I’m using Google Colab for finetuning a pre-trained model.

I successfully preprocessed a dataset and created an instance of the Seq2SeqTrainer class:

trainer = Seq2SeqTrainer(
    model,
    args,
    train_dataset=tokenized_datasets["train"],
    eval_dataset=tokenized_datasets["validation"],
    data_collator=data_collator,
    tokenizer=tokenizer,
    compute_metrics=compute_metrics
)

The problem is training it from last checkpoint after the session is over.

If I run trainer.train(), it runs correctly. As it takes a long time, I sometimes came back to the Colab tab after a few hours, and I know that if the session has crashed I can continue training from the last checkpoint like this: trainer.train("checkpoint-5500")
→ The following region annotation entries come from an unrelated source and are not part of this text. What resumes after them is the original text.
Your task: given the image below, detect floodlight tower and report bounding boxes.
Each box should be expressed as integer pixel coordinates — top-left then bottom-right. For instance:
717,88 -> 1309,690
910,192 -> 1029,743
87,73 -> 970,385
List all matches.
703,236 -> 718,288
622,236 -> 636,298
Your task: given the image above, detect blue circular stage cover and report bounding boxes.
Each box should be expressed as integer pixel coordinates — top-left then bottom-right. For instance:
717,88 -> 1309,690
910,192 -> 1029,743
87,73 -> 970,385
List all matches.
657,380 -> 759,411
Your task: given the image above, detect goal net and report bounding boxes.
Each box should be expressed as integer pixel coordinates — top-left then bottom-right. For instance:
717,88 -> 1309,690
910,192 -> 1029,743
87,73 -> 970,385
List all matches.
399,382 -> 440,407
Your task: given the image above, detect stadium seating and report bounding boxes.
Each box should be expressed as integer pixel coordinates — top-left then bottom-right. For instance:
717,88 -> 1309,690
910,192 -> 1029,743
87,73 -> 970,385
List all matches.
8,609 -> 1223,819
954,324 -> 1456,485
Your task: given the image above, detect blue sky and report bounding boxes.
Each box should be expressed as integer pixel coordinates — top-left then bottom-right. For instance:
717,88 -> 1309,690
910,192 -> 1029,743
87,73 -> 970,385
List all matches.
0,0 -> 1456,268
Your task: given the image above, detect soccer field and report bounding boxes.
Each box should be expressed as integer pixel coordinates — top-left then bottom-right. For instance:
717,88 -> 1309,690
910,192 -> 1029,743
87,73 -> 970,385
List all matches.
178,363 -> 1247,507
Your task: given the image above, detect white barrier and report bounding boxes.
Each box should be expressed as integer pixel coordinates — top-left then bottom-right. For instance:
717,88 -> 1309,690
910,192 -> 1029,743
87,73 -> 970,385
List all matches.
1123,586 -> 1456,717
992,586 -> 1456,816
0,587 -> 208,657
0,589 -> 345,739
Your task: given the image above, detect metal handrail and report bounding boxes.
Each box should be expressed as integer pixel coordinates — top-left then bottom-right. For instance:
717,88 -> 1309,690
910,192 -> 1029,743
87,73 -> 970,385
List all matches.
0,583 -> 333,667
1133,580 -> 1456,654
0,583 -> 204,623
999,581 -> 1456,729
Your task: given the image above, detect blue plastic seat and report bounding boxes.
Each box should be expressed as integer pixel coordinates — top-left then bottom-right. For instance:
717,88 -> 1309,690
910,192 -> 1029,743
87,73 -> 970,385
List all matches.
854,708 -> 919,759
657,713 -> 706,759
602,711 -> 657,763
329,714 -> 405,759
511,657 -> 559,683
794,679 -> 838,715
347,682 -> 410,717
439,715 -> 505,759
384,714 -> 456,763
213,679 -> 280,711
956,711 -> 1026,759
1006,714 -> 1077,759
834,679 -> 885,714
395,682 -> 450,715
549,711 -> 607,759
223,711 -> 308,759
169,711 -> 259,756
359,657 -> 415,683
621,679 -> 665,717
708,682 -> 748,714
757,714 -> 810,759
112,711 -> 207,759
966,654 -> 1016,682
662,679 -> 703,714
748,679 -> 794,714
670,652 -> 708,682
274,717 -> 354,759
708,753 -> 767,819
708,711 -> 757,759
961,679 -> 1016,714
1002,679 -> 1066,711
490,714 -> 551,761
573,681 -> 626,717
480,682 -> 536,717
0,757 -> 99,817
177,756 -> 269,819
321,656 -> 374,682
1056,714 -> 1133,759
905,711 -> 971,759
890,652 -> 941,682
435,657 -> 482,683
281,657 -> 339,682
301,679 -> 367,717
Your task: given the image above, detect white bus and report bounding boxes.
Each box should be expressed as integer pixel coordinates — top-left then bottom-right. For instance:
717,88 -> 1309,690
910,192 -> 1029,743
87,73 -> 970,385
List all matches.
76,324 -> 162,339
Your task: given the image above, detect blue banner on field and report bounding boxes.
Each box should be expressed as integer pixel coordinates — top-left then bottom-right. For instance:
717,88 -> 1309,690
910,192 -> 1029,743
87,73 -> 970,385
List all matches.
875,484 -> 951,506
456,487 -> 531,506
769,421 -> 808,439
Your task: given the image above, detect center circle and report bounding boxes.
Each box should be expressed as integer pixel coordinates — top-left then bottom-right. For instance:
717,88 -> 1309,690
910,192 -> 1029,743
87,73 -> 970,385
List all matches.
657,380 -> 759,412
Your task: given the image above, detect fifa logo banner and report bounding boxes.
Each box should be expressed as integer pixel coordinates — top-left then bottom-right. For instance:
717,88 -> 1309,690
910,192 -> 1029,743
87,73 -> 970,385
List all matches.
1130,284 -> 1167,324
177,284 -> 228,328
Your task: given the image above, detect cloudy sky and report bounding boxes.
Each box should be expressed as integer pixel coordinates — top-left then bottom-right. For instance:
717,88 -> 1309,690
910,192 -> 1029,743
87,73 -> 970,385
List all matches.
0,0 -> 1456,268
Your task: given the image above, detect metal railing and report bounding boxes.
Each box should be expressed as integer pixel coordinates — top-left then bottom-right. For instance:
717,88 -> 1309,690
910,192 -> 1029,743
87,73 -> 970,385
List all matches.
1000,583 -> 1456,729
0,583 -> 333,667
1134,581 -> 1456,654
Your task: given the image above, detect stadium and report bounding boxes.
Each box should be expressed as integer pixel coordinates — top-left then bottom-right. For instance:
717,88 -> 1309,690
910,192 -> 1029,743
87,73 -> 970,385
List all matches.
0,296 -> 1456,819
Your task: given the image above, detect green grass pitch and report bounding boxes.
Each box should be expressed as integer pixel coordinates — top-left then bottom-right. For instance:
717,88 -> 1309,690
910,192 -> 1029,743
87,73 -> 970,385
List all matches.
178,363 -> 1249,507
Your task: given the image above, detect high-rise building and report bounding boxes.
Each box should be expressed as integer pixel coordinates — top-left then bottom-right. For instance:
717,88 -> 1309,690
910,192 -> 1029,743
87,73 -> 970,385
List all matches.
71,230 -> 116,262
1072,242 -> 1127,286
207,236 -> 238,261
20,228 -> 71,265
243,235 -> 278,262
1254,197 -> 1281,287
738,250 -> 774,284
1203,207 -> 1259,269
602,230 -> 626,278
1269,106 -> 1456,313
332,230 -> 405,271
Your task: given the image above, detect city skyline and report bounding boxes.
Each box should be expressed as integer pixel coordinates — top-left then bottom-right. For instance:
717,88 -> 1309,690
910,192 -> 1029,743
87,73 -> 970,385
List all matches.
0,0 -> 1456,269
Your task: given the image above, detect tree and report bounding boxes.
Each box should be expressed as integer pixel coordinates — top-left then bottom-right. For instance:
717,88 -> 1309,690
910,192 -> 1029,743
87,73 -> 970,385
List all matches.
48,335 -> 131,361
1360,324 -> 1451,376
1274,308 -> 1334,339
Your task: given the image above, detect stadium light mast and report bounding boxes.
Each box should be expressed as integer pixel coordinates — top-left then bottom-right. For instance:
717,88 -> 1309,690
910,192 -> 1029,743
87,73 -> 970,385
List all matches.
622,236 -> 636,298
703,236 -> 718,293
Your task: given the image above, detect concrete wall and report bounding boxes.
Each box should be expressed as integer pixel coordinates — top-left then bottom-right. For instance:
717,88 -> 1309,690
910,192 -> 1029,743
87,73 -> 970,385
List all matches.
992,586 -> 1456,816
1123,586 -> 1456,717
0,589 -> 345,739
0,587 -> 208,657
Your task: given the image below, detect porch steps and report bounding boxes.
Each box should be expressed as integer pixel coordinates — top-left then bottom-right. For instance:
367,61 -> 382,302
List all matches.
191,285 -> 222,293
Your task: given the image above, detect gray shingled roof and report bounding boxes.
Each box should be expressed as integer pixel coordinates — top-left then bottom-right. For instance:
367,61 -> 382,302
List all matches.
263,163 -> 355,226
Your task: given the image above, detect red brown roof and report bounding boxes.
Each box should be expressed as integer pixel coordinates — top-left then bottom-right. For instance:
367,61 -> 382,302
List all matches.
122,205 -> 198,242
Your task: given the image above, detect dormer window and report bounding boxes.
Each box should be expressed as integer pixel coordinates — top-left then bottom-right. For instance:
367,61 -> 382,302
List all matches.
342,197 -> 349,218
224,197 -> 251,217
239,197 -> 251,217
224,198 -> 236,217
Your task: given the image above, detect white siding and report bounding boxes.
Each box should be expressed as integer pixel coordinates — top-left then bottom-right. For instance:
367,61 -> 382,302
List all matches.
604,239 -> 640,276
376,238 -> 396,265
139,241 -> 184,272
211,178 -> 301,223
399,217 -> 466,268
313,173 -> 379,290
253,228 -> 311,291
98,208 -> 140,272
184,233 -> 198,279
The checkpoint data does no longer exist on Google Colab if I come back too late, so even though I know the point the training has reached, I will have to start all over again.

Is there any way to solve this problem? i.e. extend the session?

Asked By: Seungjun

||

Answers:

To fix your problem try adding a full fixed path, for example for your google drive and saving the checkpoint-5500 to it.

Using your trainer you can set the output directory as your Google Drive path when creating an instance of the Seq2SeqTrainingArguments.

When you come back to your code, if the session is indeed over you’ll just need to load your checkpoint-5500 from your google drive instead of retraining everything.

Add the following code:

from google.colab import drive
drive.mount('/content/drive')

And then after your trainer.train("checkpoint-5500") is finished (or as it’s last step) save your checkpoint to your google drive.
Or if you prefer, you can add a callback inside your fit function in order to save and update after every single epoch (that was if for some reason the session is crashing before it finish you’ll still have some progress saved).